To put the cost of £40-50bn in context, that is about half of the total annual education budget in the UK. 

At the time of writing, gilt yields are slightly higher than at the end of June, so the end Q3 projected numbers will be a little bit worse still if there are no significant market moves over the next couple of weeks.

Over the remaining estimated 10-year life of the APF, I think the losses are unlikely to turn out to be quite as large as these forecasts, but that is only because the BoE has already raised rates too far, so will be cutting rates next year when the damage from such restrictive monetary policy flows through to the economy.

Even if the total loss is below £150bn, it is still a huge cost for the UK taxpayer to bear. 

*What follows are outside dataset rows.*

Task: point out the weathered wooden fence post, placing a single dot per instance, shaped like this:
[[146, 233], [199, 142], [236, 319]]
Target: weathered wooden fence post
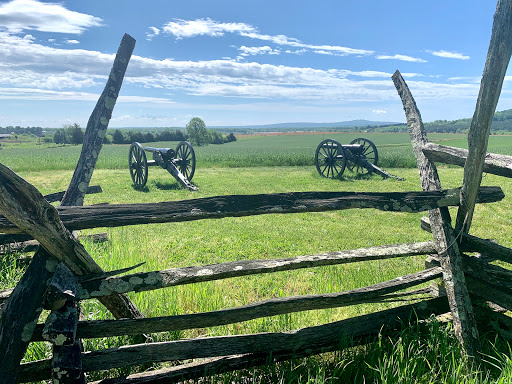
[[460, 304], [498, 57], [98, 124]]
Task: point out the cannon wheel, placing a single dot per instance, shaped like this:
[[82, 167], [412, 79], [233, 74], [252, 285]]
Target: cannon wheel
[[185, 159], [138, 165], [369, 154], [330, 159]]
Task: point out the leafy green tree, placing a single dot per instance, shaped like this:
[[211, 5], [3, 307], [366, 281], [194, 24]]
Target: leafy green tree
[[74, 134], [215, 137], [59, 137], [118, 137], [196, 131]]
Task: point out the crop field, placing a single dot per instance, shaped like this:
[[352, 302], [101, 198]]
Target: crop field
[[287, 150], [425, 353]]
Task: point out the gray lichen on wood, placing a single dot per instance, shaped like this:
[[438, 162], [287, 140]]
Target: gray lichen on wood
[[496, 64], [98, 123], [446, 244], [113, 215]]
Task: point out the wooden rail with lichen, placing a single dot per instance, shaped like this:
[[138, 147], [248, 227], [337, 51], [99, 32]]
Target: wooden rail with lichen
[[470, 283]]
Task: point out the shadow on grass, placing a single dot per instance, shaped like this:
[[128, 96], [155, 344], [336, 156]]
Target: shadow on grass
[[167, 186], [143, 189]]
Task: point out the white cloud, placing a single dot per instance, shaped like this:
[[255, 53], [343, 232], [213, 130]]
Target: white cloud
[[450, 55], [154, 32], [26, 64], [402, 58], [19, 15], [296, 52], [471, 79], [44, 94], [190, 28], [253, 51]]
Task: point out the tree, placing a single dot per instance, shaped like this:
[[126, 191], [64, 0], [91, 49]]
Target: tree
[[74, 134], [215, 137], [59, 137], [118, 137], [77, 135], [196, 131]]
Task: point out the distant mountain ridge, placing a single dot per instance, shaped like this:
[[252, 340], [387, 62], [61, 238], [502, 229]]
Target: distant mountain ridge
[[306, 125]]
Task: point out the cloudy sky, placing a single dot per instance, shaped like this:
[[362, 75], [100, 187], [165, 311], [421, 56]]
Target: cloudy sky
[[235, 62]]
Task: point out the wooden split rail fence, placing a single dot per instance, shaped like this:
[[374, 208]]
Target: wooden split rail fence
[[62, 273]]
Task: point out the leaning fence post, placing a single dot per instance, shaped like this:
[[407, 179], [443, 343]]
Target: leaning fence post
[[60, 328], [458, 296], [498, 57], [98, 124]]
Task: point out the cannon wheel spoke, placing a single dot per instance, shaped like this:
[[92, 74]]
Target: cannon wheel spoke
[[186, 159], [369, 153], [138, 164], [330, 159]]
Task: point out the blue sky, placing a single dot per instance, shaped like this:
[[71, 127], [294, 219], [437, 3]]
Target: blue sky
[[242, 62]]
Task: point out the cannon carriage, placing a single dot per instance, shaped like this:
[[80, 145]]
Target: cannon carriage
[[180, 163], [360, 156]]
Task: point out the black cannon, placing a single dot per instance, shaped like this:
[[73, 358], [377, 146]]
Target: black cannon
[[180, 163], [360, 156]]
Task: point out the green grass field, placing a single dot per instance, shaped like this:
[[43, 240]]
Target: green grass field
[[257, 151], [419, 354]]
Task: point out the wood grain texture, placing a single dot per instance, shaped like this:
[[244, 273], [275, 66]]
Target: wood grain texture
[[327, 335], [98, 124], [144, 281], [114, 215], [496, 64], [500, 165], [440, 221], [375, 293]]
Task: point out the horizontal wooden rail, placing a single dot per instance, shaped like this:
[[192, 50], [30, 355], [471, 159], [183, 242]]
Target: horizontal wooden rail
[[32, 245], [116, 215], [57, 196], [485, 282], [500, 165], [272, 307], [470, 243], [144, 281], [271, 342]]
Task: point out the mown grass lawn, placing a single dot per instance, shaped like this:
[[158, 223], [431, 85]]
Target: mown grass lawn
[[415, 355]]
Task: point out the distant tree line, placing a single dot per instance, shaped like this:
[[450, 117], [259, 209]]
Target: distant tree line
[[17, 130], [69, 134], [196, 132]]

I find it particularly frustrating how dismissive BoE officials have been of this; in a speech in July 2023, Dave Ramsden, deputy governor for markets and banking, said that due to the the Treasury indemnity “monetary policy decisions are not constrained by the potential implications for the bank’s balance sheet”. 

He explicitly states “the monetary policy committee does not take into account financial risk or profit when taking monetary policy decisions, including about the APF gilt portfolio”. 

I would like that to sink in for a minute: the MPC is not taking into account potential future losses when considering QE. 

There are already many negative consequences of QE, such as increased wealth inequality and distortions of capital allocations, but add in a £150bn loss and surely the hurdle for ever doing this again is much higher.

It is true that QE had some benefits, the first batch was estimated to have boosted GDP by 1.6 per cent at its peak (according to the BoE using the average across 16 studies), but then the law of diminishing marginal returns kicked in with the further boosts to QE. 

In my opinion the costs of QE now firmly outweigh the benefits, but I am sure a BoE official would disagree with me, showing me some analysis of the counterfactual if QE had never happened.